@Bao Zhuhan
GPU Operator Kernel Development, Performance Optimization & CUDA Programming
- C/C++ and Operating System Principles (no specific focus)
- Computer Architecture and Parallel Computing Concepts (the CMU-15-418 course)
- Integration with Deep Learning?
- Explore how to write custom CUDA Kernels to accelerate certain operators in deep learning, such as convolution, normalization, or other common operations.
- Attempt to integrate custom CUDA Kernels in PyTorch, and understand how the framework calls acceleration code at the lower level.
Deep Learning Algorithm Principles and PyTorch Direction
- Get started with PyTorch and complete the official tutorial examples.
- Begin intermediate-level projects, such as image classification or simple object detection tasks; try customizing model layers and parameter tuning.
- Study cutting-edge research papers, design a comprehensive project (国创), combining data preprocessing, model training, and model optimization.
Learning Path
- First 4 weeks:
- Main focus: Learn deep learning fundamental theories; Get started with PyTorch, complete official tutorial examples.

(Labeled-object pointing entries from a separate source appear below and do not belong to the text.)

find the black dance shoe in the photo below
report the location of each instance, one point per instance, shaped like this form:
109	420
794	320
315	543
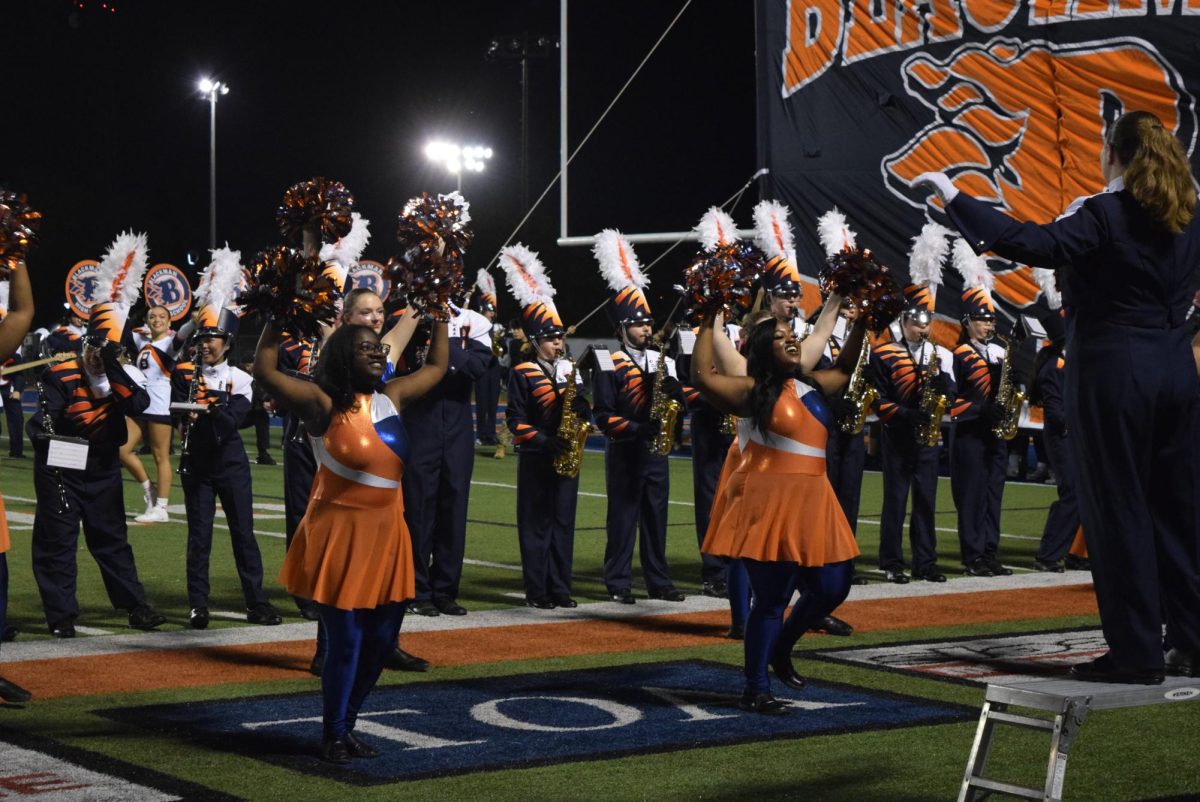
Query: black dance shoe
781	664
401	660
1102	670
335	750
763	704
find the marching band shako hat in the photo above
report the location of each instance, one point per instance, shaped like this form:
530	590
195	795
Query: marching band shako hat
773	234
484	297
118	286
621	269
531	286
217	293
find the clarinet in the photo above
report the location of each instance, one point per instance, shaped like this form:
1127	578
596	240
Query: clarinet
193	390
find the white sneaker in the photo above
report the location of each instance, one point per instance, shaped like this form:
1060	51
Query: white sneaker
154	515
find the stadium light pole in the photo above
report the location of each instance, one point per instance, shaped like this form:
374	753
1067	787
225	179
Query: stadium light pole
213	90
459	159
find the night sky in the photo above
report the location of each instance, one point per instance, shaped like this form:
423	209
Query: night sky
106	130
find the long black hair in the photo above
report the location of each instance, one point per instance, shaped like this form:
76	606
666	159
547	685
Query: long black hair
768	377
335	367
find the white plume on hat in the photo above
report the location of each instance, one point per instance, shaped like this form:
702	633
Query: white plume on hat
971	267
526	275
928	255
120	271
349	249
773	232
833	232
715	228
1049	285
618	262
219	281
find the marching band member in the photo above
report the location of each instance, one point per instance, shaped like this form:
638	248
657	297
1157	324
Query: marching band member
88	399
156	359
213	462
19	315
978	456
546	498
903	370
352	554
636	480
1127	257
487	388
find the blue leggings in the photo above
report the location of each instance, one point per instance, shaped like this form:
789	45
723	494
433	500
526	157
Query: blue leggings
358	642
821	591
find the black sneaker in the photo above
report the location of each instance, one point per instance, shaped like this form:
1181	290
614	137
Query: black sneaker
145	617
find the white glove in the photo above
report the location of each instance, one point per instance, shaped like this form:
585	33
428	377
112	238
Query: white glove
937	183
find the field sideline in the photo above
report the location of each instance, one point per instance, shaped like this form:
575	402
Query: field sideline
136	706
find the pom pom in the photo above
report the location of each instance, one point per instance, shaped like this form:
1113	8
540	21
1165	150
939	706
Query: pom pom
526	275
721	281
1049	285
319	203
715	228
835	235
971	267
772	232
485	282
349	249
293	291
618	262
220	281
18	231
858	276
928	255
119	275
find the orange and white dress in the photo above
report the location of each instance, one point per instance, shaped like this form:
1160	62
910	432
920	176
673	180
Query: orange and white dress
775	503
352	549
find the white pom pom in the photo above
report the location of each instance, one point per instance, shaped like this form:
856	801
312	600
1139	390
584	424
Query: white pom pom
526	275
972	268
220	281
349	249
618	263
835	235
485	282
121	269
1049	285
928	255
715	228
773	232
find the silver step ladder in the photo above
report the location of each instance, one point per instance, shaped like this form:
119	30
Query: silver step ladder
1071	701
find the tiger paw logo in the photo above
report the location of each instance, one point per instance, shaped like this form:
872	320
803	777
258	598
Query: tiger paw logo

- Secondary focus: Use spare time to complete CUDA programming basics, continue with the CMU-15-418 course
- Weeks 5-8:
- Main focus: Tasks such as image classification or simple object detection; Try customizing model layers and parameter tuning.
- Secondary focus: Write simple CUDA examples, attempt to analyze performance bottlenecks, gradually understand memory optimization strategies.
- Weeks 9-12:
- Main focus: Study cutting-edge research papers in depth, design a comprehensive project (implement and refine 国创), combining data preprocessing, model training and model optimization.
- Secondary focus: Try integrating CUDA Kernels into PyTorch projects, optimize key operators, use performance analysis tools for tuning.